Neurohospitalist. 2022 Jan;12(1):31-37. doi: 10.1177/19418744211034815. Epub 2021 Aug 24.
BACKGROUND AND PURPOSE: A variety of neurological manifestations have been attributed to COVID-19, but there is currently limited evidence regarding risk factors and outcomes for delirium in critically ill patients with COVID-19. The purpose of this study was to identify delirium in a large cohort of ICU patients with COVID-19, and to identify associated features and clinical outcomes at the time of hospital discharge.

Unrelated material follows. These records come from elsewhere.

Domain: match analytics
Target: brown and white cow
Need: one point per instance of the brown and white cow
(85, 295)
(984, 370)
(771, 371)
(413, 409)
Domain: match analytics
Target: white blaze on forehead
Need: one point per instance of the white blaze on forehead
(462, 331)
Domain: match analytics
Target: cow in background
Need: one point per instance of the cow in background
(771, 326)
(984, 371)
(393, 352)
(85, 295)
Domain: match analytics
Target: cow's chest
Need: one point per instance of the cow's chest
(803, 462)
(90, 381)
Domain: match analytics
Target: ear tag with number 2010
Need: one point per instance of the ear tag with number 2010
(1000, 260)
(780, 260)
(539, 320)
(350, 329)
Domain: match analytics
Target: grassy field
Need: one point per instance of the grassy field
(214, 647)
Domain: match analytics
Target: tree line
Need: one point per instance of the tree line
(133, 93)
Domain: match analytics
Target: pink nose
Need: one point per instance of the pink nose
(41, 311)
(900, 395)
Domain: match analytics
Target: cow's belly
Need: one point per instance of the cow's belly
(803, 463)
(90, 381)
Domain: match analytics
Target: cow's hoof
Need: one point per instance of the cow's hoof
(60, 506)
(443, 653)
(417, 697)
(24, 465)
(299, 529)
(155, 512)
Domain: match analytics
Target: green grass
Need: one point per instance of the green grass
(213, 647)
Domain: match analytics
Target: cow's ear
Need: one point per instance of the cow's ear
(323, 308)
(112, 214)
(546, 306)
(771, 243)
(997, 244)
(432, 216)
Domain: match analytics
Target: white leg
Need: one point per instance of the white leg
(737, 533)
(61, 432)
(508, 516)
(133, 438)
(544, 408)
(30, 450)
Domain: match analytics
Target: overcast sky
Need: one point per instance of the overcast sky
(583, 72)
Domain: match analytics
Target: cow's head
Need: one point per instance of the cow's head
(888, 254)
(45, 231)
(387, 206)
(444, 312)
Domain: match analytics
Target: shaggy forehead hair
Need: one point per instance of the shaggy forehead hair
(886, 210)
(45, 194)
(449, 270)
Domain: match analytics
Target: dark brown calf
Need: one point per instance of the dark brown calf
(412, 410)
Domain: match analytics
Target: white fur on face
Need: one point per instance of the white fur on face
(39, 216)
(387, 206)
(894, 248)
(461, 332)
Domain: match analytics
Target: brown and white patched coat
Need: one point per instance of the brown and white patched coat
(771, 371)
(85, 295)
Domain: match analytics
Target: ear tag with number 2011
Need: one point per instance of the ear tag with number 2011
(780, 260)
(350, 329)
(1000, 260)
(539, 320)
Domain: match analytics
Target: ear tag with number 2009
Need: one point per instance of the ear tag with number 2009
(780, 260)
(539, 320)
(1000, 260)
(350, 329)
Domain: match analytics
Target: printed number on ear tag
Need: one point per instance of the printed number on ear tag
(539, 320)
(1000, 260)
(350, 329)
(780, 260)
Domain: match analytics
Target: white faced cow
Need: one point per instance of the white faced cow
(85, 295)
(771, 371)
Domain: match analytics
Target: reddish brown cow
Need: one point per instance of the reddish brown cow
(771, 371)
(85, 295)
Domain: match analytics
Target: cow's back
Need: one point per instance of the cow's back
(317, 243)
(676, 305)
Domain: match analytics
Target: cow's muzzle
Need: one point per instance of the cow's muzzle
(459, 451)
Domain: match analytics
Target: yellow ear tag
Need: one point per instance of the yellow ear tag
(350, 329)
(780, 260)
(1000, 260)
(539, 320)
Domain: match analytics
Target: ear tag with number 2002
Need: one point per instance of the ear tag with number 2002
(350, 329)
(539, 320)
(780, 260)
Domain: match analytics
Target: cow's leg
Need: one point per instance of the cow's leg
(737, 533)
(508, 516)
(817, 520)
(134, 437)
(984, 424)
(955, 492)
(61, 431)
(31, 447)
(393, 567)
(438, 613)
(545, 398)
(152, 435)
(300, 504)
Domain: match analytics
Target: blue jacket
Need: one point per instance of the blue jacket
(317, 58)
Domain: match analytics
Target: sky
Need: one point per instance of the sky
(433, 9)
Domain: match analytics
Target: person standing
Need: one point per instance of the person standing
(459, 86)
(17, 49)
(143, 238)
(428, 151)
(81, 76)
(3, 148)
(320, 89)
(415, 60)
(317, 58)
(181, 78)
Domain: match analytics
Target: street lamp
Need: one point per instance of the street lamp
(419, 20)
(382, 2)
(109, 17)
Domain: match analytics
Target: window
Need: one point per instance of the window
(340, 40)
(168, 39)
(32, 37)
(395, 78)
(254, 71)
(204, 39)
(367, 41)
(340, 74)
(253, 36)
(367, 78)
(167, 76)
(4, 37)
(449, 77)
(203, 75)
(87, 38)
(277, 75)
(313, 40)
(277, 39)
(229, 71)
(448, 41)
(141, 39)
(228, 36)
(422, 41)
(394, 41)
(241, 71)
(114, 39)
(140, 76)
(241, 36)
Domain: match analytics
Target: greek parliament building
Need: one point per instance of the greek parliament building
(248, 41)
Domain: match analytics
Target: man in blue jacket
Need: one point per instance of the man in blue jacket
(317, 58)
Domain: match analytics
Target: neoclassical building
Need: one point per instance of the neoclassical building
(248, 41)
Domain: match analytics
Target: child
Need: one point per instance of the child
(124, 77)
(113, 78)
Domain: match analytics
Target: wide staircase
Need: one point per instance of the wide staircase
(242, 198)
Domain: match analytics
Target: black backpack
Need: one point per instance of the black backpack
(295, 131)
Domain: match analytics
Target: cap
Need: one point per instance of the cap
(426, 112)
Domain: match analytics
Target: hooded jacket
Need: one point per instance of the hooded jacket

METHODS: This is an observational cohort study of 213 consecutive patients admitted to an ICU for COVID-19 respiratory illness. Delirium was diagnosed by trained abstractors using the CHART-DEL instrument. The associations between key clinical features, sedation and delirium were examined, as were the impacts of delirium on clinical outcomes.
RESULTS: Delirium was identified in 57.3% of subjects. Delirious patients were more likely to receive mechanical ventilation, had lower P: F ratios, higher rates of renal replacement therapy and ECMO, and were more likely to receive enteral benzodiazepines. Only mechanical ventilation remained a significant predictor of delirium in a logistic regression model. Mortality was not significantly different, but delirious patients experienced greater mechanical ventilation duration, ICU/hospital lengths of stay, worse functional outcomes at discharge, and were less likely to be discharged home.
CONCLUSIONS: Delirium is common in critically ill patients with COVID-19 and appears to be associated with greater disease severity. When present, delirium is associated with worse functional status at discharge, but not increased mortality. Additional studies are necessary to determine the generalizability of these results and the impact of delirium on longer-term cognitive and functional outcomes.